Discovery of mitochondrial DNA variants associated with genome-wide blood cell gene expression: a population-based mtDNA sequencing study.

Author information

1
Department of Clinical Chemistry, Fimlab Laboratories and Finnish Cardiovascular Research Center Tampere, Faculty of Medicine and Health Technology, Tampere University, Tampere, Finland.
2
Research Unit of Molecular Epidemiology, Helmholtz Zentrum München, German Research Center for Environmental Health, Neuherberg, Germany.
3
Institute of Epidemiology, Helmholtz Zentrum München, German Research Center for Environmental Health, Neuherberg, Germany.
4
Hannover Unified Biobank, Hannover Medical School, Hannover Germany.
5
Institute for Human Genetics, Hannover Medical School, Hannover, Germany.
6
Institute for Molecular Medicine (FIMM), University of Helsinki, Helsinki, Finland.
7
Department of Pediatrics, Tampere University Hospital and Faculty of Medicine and Health Technology, Tampere University, Tampere, Finland.
8
Department of Medicine, University of Turku, Turku, Finland.
9
Division of Medicine, Turku University Hospital, Turku, Finland.
10
Murdoch Children's Research Institute, Parkville, Victoria, Australia.
11
Department of Clinical Physiology, Tampere University Hospital and Finnish Cardiovascular Research Center Tampere, Faculty of Medicine and Health Technology, Tampere University, Tampere, Finland.
12
Department of Clinical Physiology and Nuclear Medicine, University of Turku and Turku University Hospital, Turku, Finland.
13
Research Centre for Applied and Preventive Cardiovascular Medicine, University of Turku, Turku, Finland.
14
Department of Public Health, Faculty of Medicine, University of Helsinki, Helsinki, Finland.
15
MAS-Metabolic Analytical Services Oy, Helsinki, Finland.

Abstract

The effect of mitochondrial DNA (mtDNA) variation on peripheral blood transcriptomics in health and disease is not fully known.
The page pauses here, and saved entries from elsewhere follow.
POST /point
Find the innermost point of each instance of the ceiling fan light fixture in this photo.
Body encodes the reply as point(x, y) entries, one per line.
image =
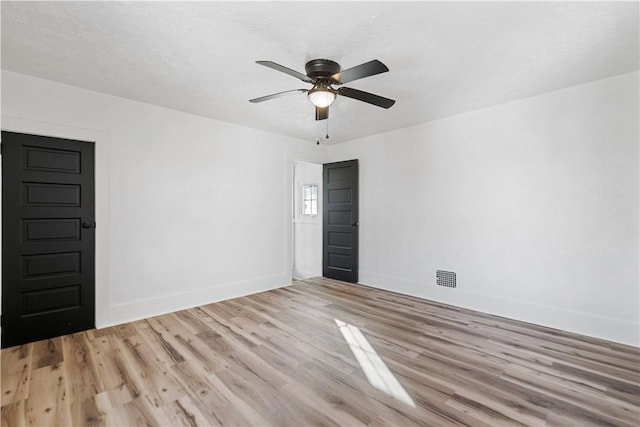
point(321, 96)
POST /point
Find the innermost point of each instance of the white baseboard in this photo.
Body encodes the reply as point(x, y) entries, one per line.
point(583, 323)
point(142, 309)
point(301, 274)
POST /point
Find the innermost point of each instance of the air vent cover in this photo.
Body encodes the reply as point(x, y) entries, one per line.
point(446, 278)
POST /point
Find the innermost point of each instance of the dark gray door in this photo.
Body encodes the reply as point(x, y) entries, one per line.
point(340, 221)
point(48, 237)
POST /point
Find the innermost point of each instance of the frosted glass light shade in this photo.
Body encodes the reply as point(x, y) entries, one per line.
point(321, 97)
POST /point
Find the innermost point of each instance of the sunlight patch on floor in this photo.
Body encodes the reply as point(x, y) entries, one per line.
point(372, 365)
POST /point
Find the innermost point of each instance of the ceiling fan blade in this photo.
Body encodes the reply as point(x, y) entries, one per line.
point(322, 113)
point(367, 97)
point(275, 95)
point(367, 69)
point(285, 70)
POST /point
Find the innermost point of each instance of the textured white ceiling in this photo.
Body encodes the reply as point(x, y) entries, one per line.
point(445, 58)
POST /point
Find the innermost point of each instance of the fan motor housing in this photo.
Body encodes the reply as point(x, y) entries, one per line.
point(321, 68)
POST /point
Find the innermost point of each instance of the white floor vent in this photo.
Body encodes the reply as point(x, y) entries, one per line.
point(446, 278)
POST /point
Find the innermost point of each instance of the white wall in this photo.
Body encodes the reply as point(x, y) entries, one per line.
point(307, 230)
point(534, 204)
point(189, 210)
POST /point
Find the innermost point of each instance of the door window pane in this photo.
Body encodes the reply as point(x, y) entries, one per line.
point(310, 199)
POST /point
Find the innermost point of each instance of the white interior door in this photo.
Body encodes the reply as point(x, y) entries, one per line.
point(307, 220)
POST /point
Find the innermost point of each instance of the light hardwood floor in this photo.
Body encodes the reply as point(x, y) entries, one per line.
point(322, 352)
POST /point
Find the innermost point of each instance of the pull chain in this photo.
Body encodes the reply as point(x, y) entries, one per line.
point(327, 135)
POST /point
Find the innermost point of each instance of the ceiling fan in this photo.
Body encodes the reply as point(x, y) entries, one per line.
point(323, 74)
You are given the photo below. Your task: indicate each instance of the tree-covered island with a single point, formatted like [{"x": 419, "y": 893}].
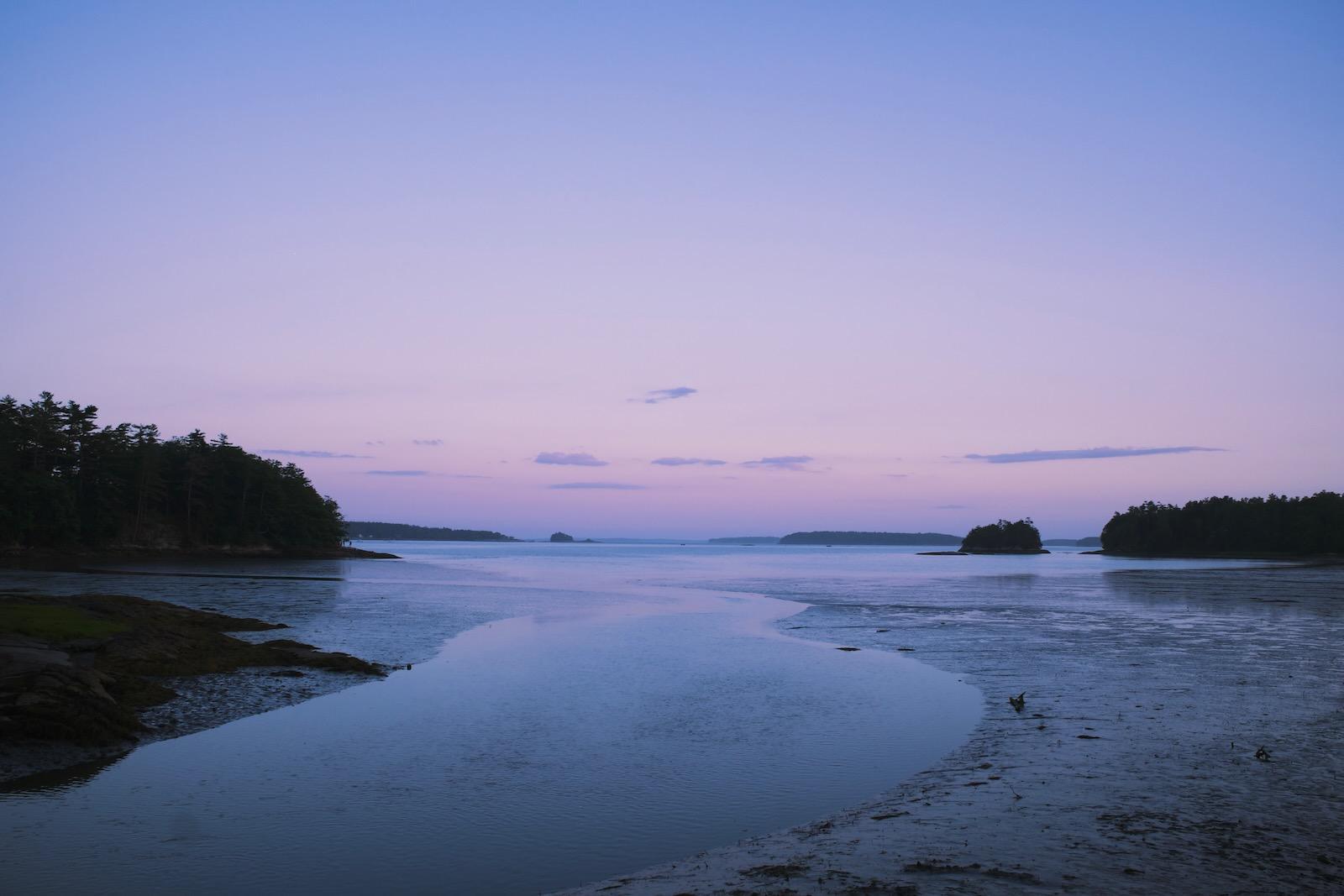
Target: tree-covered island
[
  {"x": 1005, "y": 537},
  {"x": 1276, "y": 526}
]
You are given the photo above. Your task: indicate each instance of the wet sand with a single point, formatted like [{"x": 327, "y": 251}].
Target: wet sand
[{"x": 1132, "y": 766}]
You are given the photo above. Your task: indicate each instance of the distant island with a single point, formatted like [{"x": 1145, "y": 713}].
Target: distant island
[
  {"x": 1276, "y": 526},
  {"x": 870, "y": 537},
  {"x": 1005, "y": 537},
  {"x": 1092, "y": 542},
  {"x": 407, "y": 532},
  {"x": 71, "y": 486}
]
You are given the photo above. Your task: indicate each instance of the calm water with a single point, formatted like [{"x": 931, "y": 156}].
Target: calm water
[{"x": 575, "y": 712}]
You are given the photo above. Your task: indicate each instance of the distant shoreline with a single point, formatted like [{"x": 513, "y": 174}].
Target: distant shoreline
[{"x": 1225, "y": 555}]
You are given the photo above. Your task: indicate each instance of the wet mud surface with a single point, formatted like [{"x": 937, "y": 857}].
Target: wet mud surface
[{"x": 1132, "y": 765}]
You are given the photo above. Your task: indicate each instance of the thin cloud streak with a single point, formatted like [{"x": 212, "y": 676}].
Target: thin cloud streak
[
  {"x": 613, "y": 486},
  {"x": 315, "y": 454},
  {"x": 658, "y": 396},
  {"x": 568, "y": 459},
  {"x": 687, "y": 461},
  {"x": 792, "y": 463},
  {"x": 1084, "y": 454}
]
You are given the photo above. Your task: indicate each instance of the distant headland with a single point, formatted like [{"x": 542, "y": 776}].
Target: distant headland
[
  {"x": 1272, "y": 527},
  {"x": 77, "y": 490},
  {"x": 407, "y": 532},
  {"x": 870, "y": 537}
]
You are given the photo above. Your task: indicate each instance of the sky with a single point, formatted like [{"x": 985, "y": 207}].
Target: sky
[{"x": 685, "y": 269}]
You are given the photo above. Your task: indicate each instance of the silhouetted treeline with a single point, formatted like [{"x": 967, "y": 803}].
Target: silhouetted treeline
[
  {"x": 869, "y": 537},
  {"x": 1276, "y": 524},
  {"x": 407, "y": 532},
  {"x": 67, "y": 483},
  {"x": 1003, "y": 537}
]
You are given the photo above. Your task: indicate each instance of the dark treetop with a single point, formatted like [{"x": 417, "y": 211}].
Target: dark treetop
[
  {"x": 407, "y": 532},
  {"x": 65, "y": 483},
  {"x": 870, "y": 537},
  {"x": 1003, "y": 537},
  {"x": 1277, "y": 524}
]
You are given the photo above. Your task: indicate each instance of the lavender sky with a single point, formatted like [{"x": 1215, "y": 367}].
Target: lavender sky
[{"x": 692, "y": 269}]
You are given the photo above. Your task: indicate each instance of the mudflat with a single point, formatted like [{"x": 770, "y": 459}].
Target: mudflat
[{"x": 1178, "y": 731}]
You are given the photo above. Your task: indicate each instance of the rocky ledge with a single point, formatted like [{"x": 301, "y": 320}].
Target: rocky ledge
[{"x": 77, "y": 671}]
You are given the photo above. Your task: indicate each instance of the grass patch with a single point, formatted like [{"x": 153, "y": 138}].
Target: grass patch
[{"x": 54, "y": 624}]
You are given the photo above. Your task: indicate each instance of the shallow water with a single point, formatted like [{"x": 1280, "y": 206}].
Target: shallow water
[
  {"x": 580, "y": 725},
  {"x": 595, "y": 710}
]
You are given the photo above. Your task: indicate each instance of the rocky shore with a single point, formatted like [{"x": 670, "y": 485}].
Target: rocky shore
[{"x": 78, "y": 673}]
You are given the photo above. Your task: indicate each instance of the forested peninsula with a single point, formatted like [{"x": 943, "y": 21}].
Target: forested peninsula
[
  {"x": 1277, "y": 526},
  {"x": 71, "y": 485},
  {"x": 870, "y": 537},
  {"x": 407, "y": 532}
]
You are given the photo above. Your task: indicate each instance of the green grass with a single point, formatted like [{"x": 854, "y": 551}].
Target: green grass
[{"x": 54, "y": 624}]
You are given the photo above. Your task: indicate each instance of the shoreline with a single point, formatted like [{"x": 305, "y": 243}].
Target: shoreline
[
  {"x": 71, "y": 560},
  {"x": 1132, "y": 766},
  {"x": 87, "y": 679}
]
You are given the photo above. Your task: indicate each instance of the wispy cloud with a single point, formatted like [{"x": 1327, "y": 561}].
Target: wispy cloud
[
  {"x": 1084, "y": 454},
  {"x": 568, "y": 459},
  {"x": 793, "y": 463},
  {"x": 687, "y": 461},
  {"x": 656, "y": 396},
  {"x": 322, "y": 454},
  {"x": 616, "y": 486}
]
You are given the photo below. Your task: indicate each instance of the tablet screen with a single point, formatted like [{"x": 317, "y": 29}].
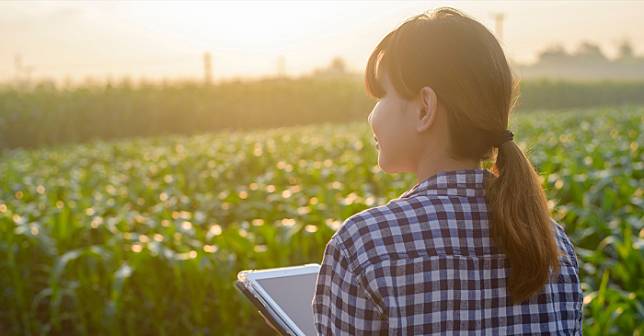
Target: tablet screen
[{"x": 294, "y": 294}]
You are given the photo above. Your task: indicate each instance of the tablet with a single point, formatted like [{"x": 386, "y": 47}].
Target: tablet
[{"x": 283, "y": 295}]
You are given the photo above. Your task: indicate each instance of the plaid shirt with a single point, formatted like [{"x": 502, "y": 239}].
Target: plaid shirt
[{"x": 424, "y": 263}]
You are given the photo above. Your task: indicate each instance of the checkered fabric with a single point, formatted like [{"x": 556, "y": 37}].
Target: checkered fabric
[{"x": 424, "y": 263}]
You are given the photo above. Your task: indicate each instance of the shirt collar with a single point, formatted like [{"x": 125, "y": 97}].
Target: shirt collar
[{"x": 462, "y": 182}]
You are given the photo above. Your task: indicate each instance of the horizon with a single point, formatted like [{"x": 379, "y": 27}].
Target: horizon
[{"x": 167, "y": 41}]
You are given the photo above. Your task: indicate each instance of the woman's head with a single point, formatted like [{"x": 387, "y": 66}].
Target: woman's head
[
  {"x": 445, "y": 91},
  {"x": 445, "y": 73}
]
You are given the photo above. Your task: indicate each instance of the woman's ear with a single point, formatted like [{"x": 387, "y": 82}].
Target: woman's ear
[{"x": 428, "y": 109}]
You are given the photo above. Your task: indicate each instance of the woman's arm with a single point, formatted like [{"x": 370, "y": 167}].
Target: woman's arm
[{"x": 341, "y": 305}]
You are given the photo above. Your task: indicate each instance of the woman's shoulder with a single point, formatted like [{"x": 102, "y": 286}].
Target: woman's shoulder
[{"x": 564, "y": 243}]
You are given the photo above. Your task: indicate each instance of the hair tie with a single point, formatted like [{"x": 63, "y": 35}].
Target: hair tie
[{"x": 506, "y": 136}]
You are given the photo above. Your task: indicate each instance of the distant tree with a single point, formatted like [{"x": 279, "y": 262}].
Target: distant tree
[
  {"x": 590, "y": 51},
  {"x": 553, "y": 53},
  {"x": 626, "y": 50},
  {"x": 338, "y": 65}
]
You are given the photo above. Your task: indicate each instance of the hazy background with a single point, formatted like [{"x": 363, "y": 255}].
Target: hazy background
[
  {"x": 154, "y": 40},
  {"x": 149, "y": 151}
]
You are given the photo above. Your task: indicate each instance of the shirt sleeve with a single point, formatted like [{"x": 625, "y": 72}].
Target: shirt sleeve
[{"x": 341, "y": 306}]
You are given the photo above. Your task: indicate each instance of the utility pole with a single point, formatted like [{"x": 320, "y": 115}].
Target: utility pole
[
  {"x": 498, "y": 25},
  {"x": 207, "y": 68},
  {"x": 281, "y": 66},
  {"x": 23, "y": 72}
]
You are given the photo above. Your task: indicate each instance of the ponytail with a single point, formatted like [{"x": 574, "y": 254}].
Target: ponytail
[
  {"x": 520, "y": 222},
  {"x": 464, "y": 63}
]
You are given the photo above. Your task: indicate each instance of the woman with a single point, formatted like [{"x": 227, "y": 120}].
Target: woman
[{"x": 466, "y": 250}]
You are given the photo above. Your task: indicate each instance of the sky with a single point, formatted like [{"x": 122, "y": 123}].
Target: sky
[{"x": 155, "y": 40}]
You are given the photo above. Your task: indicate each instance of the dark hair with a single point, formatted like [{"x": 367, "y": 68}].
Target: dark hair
[{"x": 465, "y": 65}]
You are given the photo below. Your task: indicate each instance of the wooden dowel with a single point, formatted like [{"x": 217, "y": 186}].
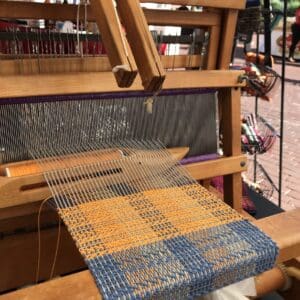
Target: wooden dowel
[
  {"x": 119, "y": 53},
  {"x": 30, "y": 66},
  {"x": 142, "y": 44}
]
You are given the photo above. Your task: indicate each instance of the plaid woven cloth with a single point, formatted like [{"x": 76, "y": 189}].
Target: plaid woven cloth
[{"x": 171, "y": 243}]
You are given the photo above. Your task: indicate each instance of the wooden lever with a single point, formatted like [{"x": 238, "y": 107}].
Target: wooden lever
[
  {"x": 119, "y": 52},
  {"x": 144, "y": 50}
]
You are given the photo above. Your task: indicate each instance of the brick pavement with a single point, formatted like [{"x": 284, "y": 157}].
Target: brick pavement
[{"x": 291, "y": 154}]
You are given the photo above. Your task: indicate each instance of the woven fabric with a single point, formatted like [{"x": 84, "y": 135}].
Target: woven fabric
[{"x": 170, "y": 243}]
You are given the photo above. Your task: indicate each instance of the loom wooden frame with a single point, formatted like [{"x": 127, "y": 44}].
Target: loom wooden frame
[{"x": 19, "y": 212}]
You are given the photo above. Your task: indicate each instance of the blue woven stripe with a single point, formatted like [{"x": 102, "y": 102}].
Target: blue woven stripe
[
  {"x": 264, "y": 247},
  {"x": 187, "y": 266},
  {"x": 109, "y": 277}
]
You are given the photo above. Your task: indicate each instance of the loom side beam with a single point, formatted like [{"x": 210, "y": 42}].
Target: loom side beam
[
  {"x": 103, "y": 82},
  {"x": 282, "y": 228}
]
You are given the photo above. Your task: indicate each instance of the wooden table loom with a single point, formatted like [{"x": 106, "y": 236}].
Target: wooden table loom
[{"x": 21, "y": 196}]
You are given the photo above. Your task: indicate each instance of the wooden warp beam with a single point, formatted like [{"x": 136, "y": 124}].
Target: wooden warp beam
[
  {"x": 145, "y": 53},
  {"x": 119, "y": 53}
]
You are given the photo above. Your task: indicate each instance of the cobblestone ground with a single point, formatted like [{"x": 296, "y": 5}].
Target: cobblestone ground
[{"x": 291, "y": 156}]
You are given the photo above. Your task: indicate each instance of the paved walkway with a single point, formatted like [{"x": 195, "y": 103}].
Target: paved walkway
[{"x": 291, "y": 158}]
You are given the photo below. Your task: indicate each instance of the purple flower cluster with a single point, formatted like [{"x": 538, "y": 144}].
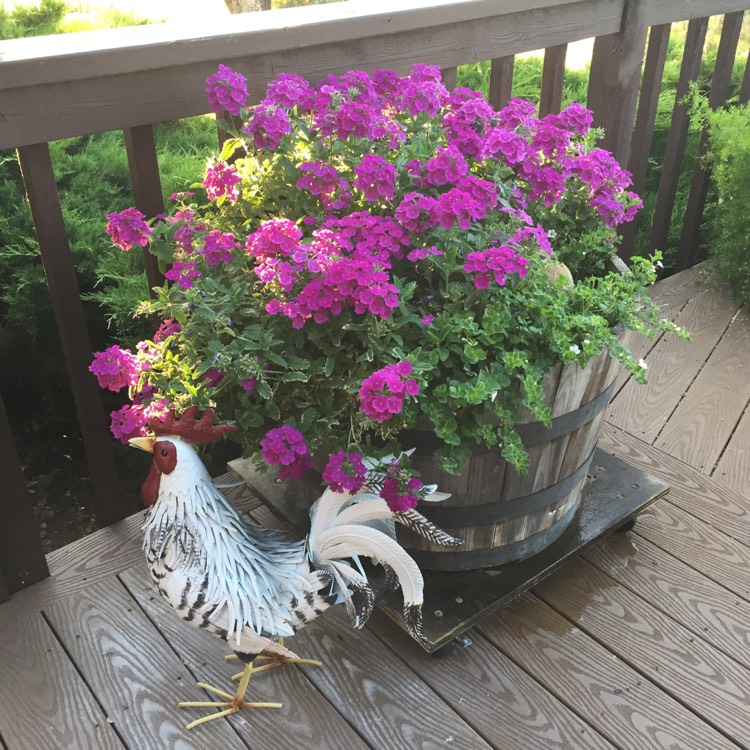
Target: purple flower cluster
[
  {"x": 495, "y": 262},
  {"x": 127, "y": 228},
  {"x": 184, "y": 272},
  {"x": 133, "y": 420},
  {"x": 376, "y": 178},
  {"x": 268, "y": 124},
  {"x": 218, "y": 247},
  {"x": 221, "y": 180},
  {"x": 401, "y": 494},
  {"x": 286, "y": 447},
  {"x": 323, "y": 180},
  {"x": 345, "y": 472},
  {"x": 383, "y": 393},
  {"x": 116, "y": 368},
  {"x": 226, "y": 90},
  {"x": 169, "y": 327}
]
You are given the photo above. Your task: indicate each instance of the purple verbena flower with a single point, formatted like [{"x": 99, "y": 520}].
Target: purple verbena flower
[
  {"x": 227, "y": 90},
  {"x": 127, "y": 228}
]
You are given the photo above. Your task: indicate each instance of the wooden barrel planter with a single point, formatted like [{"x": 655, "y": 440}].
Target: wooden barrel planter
[{"x": 504, "y": 516}]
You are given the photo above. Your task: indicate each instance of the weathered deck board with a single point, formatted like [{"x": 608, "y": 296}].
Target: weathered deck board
[
  {"x": 673, "y": 364},
  {"x": 703, "y": 679},
  {"x": 44, "y": 703},
  {"x": 304, "y": 714},
  {"x": 703, "y": 548},
  {"x": 524, "y": 714},
  {"x": 608, "y": 694},
  {"x": 132, "y": 670},
  {"x": 733, "y": 468},
  {"x": 705, "y": 418},
  {"x": 674, "y": 588},
  {"x": 692, "y": 490}
]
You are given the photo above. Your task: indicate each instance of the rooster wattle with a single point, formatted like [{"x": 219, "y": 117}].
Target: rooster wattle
[{"x": 253, "y": 586}]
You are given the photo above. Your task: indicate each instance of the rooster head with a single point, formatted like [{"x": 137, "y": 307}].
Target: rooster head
[{"x": 173, "y": 452}]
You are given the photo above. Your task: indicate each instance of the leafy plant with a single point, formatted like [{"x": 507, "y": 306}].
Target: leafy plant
[
  {"x": 374, "y": 253},
  {"x": 728, "y": 225}
]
Sex-specific mitochondrially controlled gene expression patterns have been shown in Drosophila melanogaster but in humans, evidence is lacking. Functional variation in mtDNA may also have a role in the development of type 2 diabetes and its precursor state, i.e. prediabetes. We examined the associations between mitochondrial single-nucleotide polymorphisms (mtSNPs) and peripheral blood transcriptomics with a focus on sex- and prediabetes-specific effects. The genome-wide blood cell expression data of 19 637 probes, 199 deep-sequenced mtSNPs and nine haplogroups of 955 individuals from a population-based Young Finns Study cohort were used. Significant associations were identified with linear regression and analysis of covariance. The effects of sex and prediabetes on the associations between gene expression and mtSNPs were studied using random-effect meta-analysis. Our analysis identified 53 significant expression probe-mtSNP associations after Bonferroni correction, involving 7 genes and 31 mtSNPs. Eight probe-mtSNP signals remained independent after conditional analysis. In addition, five genes showed differential expression between haplogroups. The meta-analysis did not show any significant differences in linear model effect sizes between males and females but identified the association between the OASL gene and mtSNP C16294T to show prediabetes-specific effects. This study pinpoints new independent mtSNPs associated with peripheral blood transcriptomics and replicates six previously reported associations, providing further evidence of the mitochondrial genetic control of blood cell gene expression. In addition, we present evidence that prediabetes might lead to perturbations in mitochondrial control.

PMID:
30629177
DOI:
10.1093/hmg/ddz011
[Indexed for MEDLINE]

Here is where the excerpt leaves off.